Friday, February 02, 2007

Nuclear Power on the Move

TVA maps new plan to meet energy demand

Dave Flessner, The Chattanooga Times Free Press, January 28, 2007 via MSNBC

To meet the growing energy needs of the Tennessee Valley, TVA estimates it will need the equivalent of a new nuclear power plant every two years. ...

The U.S. Department of Energy picked TVA's Bellefonte site in Hollywood, Ala., for the new AP-1000...

The two new reactors proposed at Bellefonte are among 31 new units being considered nationwide by utility groups ...

By October, TVA and its NuStart partners are due to submit their application to the NRC for a new type of pressurized water reactor -- a Westinghouse AP-1000 design -- at the Bellefonte nuclear plant site. Regulators will have three years to review and sign off on the plans before construction begins. ...

If the license application for the AP-1000 is submitted this year and construction is under way by 2012, any private owners of Bellefonte or similar next-generation plants could qualify for up to $125 million a year in federal subsidies ...

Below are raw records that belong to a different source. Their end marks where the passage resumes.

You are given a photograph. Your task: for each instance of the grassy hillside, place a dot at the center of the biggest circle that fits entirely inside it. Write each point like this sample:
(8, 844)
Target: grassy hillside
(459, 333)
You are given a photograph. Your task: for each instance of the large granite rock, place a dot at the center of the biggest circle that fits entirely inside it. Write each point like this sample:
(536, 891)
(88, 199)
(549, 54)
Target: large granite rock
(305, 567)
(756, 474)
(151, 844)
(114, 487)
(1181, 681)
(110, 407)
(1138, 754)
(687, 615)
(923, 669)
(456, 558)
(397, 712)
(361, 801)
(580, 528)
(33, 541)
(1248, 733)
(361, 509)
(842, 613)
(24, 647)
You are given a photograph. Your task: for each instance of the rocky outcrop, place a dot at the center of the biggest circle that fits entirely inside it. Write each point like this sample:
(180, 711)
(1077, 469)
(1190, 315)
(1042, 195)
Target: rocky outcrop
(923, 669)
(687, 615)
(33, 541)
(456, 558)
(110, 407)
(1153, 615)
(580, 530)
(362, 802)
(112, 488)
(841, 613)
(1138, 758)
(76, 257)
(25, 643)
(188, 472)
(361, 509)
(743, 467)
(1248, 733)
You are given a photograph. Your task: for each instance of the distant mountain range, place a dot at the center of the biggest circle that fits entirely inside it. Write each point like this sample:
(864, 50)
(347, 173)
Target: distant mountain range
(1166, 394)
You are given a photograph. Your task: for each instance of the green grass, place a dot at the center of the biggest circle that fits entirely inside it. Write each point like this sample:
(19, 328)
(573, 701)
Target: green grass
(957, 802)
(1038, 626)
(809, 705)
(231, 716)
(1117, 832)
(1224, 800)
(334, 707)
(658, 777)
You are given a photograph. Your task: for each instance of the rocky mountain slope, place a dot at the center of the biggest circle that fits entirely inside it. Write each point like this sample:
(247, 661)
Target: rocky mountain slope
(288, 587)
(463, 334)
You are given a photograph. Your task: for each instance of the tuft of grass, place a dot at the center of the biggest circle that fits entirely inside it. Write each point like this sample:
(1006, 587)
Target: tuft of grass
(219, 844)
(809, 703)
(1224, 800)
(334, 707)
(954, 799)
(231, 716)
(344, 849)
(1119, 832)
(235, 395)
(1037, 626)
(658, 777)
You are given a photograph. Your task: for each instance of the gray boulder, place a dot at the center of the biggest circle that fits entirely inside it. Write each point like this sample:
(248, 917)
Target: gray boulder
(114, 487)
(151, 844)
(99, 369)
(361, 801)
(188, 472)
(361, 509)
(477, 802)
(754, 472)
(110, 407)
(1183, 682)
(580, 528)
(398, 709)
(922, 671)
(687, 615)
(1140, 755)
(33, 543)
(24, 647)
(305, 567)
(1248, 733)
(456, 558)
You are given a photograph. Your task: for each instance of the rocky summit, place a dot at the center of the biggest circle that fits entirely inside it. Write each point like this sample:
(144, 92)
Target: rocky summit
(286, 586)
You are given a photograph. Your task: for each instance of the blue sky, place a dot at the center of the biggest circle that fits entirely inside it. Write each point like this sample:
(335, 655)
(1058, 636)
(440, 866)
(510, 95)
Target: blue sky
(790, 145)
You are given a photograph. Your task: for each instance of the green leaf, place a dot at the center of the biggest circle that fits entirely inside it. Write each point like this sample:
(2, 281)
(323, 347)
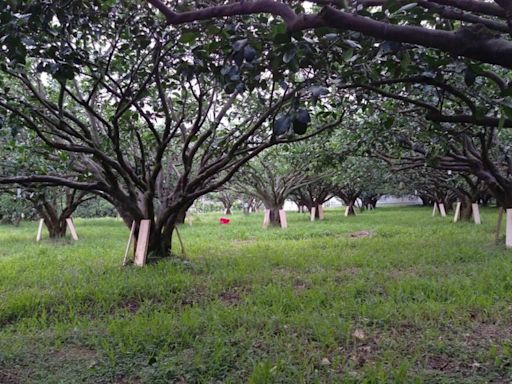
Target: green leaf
(289, 56)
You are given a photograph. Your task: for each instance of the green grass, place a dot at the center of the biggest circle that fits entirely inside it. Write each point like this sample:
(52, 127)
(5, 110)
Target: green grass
(421, 300)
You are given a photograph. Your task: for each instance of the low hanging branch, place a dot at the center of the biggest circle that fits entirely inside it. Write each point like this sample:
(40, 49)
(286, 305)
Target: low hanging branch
(466, 42)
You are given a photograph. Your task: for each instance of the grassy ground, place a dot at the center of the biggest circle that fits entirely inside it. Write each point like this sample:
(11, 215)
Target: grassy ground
(420, 300)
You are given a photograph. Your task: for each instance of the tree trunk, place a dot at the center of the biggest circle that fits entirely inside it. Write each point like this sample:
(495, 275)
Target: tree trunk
(317, 211)
(160, 238)
(466, 212)
(182, 214)
(275, 220)
(56, 228)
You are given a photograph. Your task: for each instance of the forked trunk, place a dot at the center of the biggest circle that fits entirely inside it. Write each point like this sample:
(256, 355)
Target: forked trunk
(56, 228)
(274, 217)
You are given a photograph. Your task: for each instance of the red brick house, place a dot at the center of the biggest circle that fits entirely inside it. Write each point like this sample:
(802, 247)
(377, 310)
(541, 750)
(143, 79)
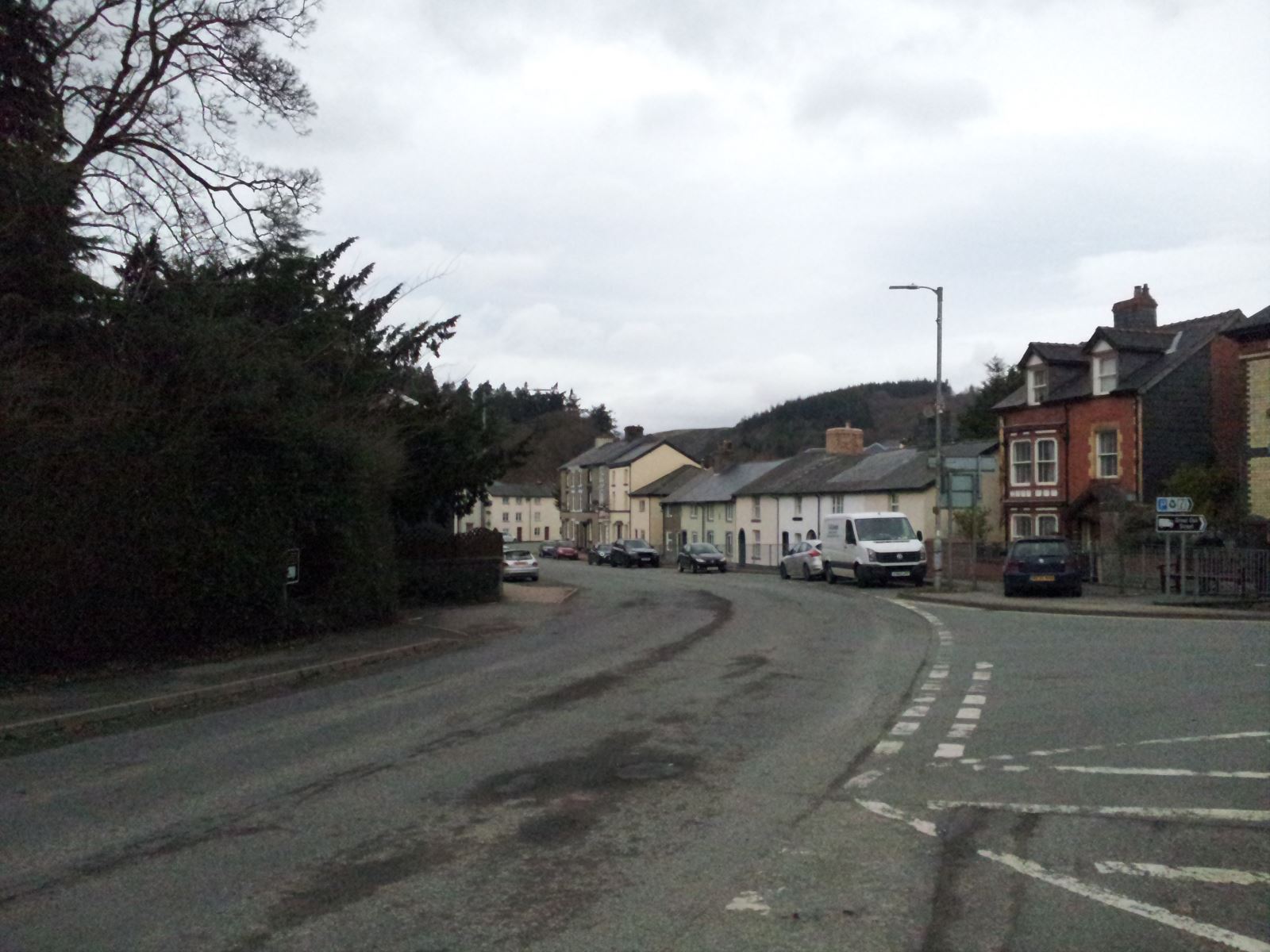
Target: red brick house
(1106, 422)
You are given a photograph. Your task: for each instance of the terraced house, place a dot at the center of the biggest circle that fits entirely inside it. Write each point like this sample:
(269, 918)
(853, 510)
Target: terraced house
(1106, 422)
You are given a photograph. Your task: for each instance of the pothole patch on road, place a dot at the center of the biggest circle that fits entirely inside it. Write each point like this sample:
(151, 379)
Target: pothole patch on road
(649, 771)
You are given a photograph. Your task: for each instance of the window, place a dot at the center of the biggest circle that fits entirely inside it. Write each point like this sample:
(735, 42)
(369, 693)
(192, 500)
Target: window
(1020, 460)
(1104, 374)
(1047, 461)
(1109, 455)
(1038, 384)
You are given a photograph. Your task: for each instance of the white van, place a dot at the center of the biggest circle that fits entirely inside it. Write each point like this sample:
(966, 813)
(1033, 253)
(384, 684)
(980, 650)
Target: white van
(873, 547)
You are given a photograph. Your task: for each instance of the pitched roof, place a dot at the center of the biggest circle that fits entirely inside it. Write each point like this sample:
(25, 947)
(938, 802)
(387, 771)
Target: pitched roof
(521, 489)
(1145, 365)
(721, 486)
(694, 443)
(895, 470)
(667, 484)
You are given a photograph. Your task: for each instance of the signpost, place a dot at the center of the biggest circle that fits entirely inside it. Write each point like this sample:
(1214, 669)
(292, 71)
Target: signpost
(1172, 518)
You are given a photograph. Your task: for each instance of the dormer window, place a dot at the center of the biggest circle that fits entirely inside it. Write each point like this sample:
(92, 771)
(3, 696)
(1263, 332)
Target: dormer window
(1038, 384)
(1105, 374)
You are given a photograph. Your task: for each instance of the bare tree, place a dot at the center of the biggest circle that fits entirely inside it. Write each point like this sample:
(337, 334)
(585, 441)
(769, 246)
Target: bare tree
(152, 94)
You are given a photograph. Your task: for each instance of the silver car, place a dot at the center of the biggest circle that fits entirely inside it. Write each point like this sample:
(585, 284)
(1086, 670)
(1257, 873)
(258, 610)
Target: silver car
(520, 564)
(804, 559)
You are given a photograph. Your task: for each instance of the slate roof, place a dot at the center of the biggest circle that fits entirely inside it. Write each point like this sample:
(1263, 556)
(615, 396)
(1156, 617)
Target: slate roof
(721, 486)
(521, 489)
(883, 473)
(1254, 328)
(806, 473)
(670, 482)
(694, 443)
(1141, 367)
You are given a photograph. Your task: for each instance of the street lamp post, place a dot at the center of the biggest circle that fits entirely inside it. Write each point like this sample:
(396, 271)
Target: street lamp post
(939, 420)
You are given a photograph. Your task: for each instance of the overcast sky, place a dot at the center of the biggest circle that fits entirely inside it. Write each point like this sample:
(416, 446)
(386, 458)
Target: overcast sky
(691, 211)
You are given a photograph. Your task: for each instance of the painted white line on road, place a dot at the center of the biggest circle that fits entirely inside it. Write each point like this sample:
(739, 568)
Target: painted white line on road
(863, 780)
(749, 903)
(1145, 812)
(1206, 931)
(891, 812)
(1166, 772)
(1195, 873)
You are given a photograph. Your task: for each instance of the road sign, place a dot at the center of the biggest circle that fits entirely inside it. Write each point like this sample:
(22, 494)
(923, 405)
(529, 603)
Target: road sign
(1180, 524)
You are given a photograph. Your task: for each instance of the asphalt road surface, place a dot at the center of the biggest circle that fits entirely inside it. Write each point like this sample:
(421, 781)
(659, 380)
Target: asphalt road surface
(679, 762)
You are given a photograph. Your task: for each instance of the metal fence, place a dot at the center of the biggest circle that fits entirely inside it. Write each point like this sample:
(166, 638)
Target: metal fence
(1208, 570)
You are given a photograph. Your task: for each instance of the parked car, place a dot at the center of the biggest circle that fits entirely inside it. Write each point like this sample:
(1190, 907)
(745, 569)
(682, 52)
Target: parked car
(520, 564)
(1041, 564)
(634, 552)
(804, 559)
(702, 556)
(873, 547)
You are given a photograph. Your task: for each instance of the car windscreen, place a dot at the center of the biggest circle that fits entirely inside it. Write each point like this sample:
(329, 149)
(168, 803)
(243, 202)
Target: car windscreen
(1032, 550)
(886, 528)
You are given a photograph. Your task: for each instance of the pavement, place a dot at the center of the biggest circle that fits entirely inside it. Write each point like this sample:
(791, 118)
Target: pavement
(1098, 600)
(46, 708)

Just an update on what is going on with next-generation nuclear plants, the time frame and subsidies. My position remains the same, that only four of the next-generation plants should be built until the technology is demonstrated. In the meantime conservation, battery based vehicles, wind power, solar troughs and IGCC plants and CTL plants with carbon capture should be the basis of our energy policy. In 3-5 years thin-film PV should be ready for prime tme and become a primary source of renewable energy.